A multithreaded chat server

So let's put this to use and write our chat server. Make a new file called 2.1-chat_server-multithread.py and put the following code in it:

import threading, queue
import tincanchat

HOST = tincanchat.HOST
PORT = tincanchat.PORT

send_queues = {}
lock = threading.Lock()

def handle_client_recv(sock, addr):
    """ Receive messages from client and broadcast them to
        other clients until client disconnects """
    rest = bytes()
    while True:
        try:
            (msgs, rest) = tincanchat.recv_msgs(sock, rest)
        except (EOFError, ConnectionError):
            handle_disconnect(sock, addr)
            break
        for msg in msgs:
            msg = '{}: {}'.format(addr, msg)
            print(msg)
            broadcast_msg(msg)

def handle_client_send(sock, q, addr):
    """ Monitor queue for new messages, send them to client as
        they arrive """
    while True:
        msg = q.get()
        if msg == None: break
        try:
            tincanchat.send_msg(sock, msg)
        except (ConnectionError, BrokenPipe):
            handle_disconnect(sock, addr)
            break

def broadcast_msg(msg):
    """ Add message to each connected client's send queue """
    with lock:
        for q in send_queues.values():
            q.put(msg)

def handle_disconnect(sock, addr):
    """ Ensure queue is cleaned up and socket closed when a client
        disconnects """
    fd = sock.fileno()
    with lock:
        # Get send queue for this client
        q = send_queues.get(fd, None)
    # If we find a queue then this disconnect has not yet
    # been handled
    if q:
        q.put(None)
        del send_queues[fd]
        addr = sock.getpeername()
        print('Client {} disconnected'.format(addr))
        sock.close()

if __name__ == '__main__':
    listen_sock = tincanchat.create_listen_socket(HOST, PORT)
    addr = listen_sock.getsockname()
    print('Listening on {}'.format(addr))

    while True:
        client_sock,addr = listen_sock.accept()
        q = queue.Queue()
        with lock:
            send_queues[client_sock.fileno()] = q
        recv_thread = threading.Thread(target=handle_client_recv,
                                       args=[client_sock, addr],
                                       daemon=True)
        send_thread = threading.Thread(target=handle_client_send,
                                       args=[client_sock, q,
                                             addr],
                                       daemon=True)
        recv_thread.start()
        send_thread.start()
        print('Connection from {}'.format(addr))
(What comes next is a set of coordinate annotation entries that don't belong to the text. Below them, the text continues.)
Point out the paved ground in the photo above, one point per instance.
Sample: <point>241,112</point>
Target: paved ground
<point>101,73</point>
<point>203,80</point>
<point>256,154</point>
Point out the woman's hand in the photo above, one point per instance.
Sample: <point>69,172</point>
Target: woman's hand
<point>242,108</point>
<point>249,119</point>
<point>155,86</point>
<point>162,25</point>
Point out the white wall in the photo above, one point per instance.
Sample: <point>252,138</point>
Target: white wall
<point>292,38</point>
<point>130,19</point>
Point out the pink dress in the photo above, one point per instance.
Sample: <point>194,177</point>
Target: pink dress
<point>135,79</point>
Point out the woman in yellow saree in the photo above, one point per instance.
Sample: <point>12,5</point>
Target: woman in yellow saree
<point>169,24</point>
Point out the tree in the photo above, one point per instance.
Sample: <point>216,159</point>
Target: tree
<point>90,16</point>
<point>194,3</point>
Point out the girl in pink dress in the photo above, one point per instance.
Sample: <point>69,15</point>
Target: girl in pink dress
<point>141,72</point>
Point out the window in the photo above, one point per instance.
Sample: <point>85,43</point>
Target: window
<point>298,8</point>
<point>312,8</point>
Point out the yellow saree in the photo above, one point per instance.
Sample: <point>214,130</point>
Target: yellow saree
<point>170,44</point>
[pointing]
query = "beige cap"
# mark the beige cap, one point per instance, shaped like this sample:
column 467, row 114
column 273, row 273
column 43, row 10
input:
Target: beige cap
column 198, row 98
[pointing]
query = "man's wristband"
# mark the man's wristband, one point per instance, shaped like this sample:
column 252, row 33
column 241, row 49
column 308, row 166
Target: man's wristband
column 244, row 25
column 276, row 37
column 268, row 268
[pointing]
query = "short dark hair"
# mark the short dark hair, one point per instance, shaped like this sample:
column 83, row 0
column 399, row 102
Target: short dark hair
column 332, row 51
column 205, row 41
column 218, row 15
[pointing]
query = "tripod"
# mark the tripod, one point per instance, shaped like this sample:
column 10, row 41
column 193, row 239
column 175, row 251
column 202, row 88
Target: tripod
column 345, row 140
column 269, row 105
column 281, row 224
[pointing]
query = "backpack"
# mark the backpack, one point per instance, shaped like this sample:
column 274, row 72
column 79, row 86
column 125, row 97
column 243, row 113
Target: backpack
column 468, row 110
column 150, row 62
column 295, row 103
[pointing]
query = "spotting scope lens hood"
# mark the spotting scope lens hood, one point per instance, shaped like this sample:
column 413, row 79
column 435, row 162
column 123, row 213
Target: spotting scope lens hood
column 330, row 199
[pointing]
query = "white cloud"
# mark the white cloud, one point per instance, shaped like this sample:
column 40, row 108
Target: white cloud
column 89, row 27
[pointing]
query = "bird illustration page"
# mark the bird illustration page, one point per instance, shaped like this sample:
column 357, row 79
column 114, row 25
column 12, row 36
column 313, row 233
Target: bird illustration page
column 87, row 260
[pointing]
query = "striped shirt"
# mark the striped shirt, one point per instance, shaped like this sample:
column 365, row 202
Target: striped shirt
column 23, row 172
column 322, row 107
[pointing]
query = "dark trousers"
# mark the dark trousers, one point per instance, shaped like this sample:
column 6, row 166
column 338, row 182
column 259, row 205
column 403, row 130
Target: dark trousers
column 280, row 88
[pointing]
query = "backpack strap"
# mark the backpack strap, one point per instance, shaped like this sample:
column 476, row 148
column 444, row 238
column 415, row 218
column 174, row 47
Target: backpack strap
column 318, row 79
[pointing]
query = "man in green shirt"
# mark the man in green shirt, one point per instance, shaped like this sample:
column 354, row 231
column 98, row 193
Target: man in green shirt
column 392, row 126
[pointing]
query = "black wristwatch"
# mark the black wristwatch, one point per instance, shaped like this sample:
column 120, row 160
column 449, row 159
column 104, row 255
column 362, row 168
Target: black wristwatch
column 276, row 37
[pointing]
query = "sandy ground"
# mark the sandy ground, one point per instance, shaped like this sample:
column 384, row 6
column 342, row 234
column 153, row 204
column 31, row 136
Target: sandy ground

We're now using two threads per client. One thread handles the messages received and the other thread handles the task of sending messages. The idea here is to break out each place a block might happen into its own thread. This will give us the lowest latency for each client, but it does come at the cost of system resources. We're reducing the potential number of clients that we may be able to handle simultaneously. There are other models that we could use, such as having a single thread for each client which receives messages and then sends them itself to all the connected clients, but I've chosen to optimize for latency.

To facilitate the separate threads, we've broken the receiving code and the sending code into the handle_client_recv() function and handle_client_send() function respectively.

Our handle_client_recv threads are tasked with receiving messages from the clients, and our handle_client_send threads are tasked with sending messages to the clients, but how do the received messages get from the receive threads to the send threads? This is where the queue, send_queue, dict and lock objects come in.

Queues

A Queue is a first-in first-out (FIFO) pipe. You add items to it by using the put() method, and pull them out by using the get() method. The important thing about Queue objects is that they are completely thread safe. Objects in Python are generally not thread safe unless it is explicitly specified in their documentation. Being thread safe means that operations on the object are guaranteed to be atomic, that is, they will always complete without any chance of another thread getting to that object and doing something unexpected to it.

Hang on, you might ask, earlier, didn't you say that because of the GIL the OS is running only one Python thread per process at any given moment in time? If that's so, then how could two threads perform an operation on an object simultaneously? Well, this is a fair question. Most operations in Python are, in fact, made up of many operations at the OS level, and it is at the OS level that threads are scheduled. A thread could start an operation on an object—say by appending an item to a list—and when the thread gets halfway through its OS level operations the OS could switch to another thread, which also starts appending to the same list. Since list objects provide no warranty of their behavior when abused like this by threads (they're not thread safe), anything could happen next, and it's unlikely to be a useful outcome. This situation can be called a race condition.

Thread safe objects remove this possibility, so they should absolutely be preferred for sharing state among threads.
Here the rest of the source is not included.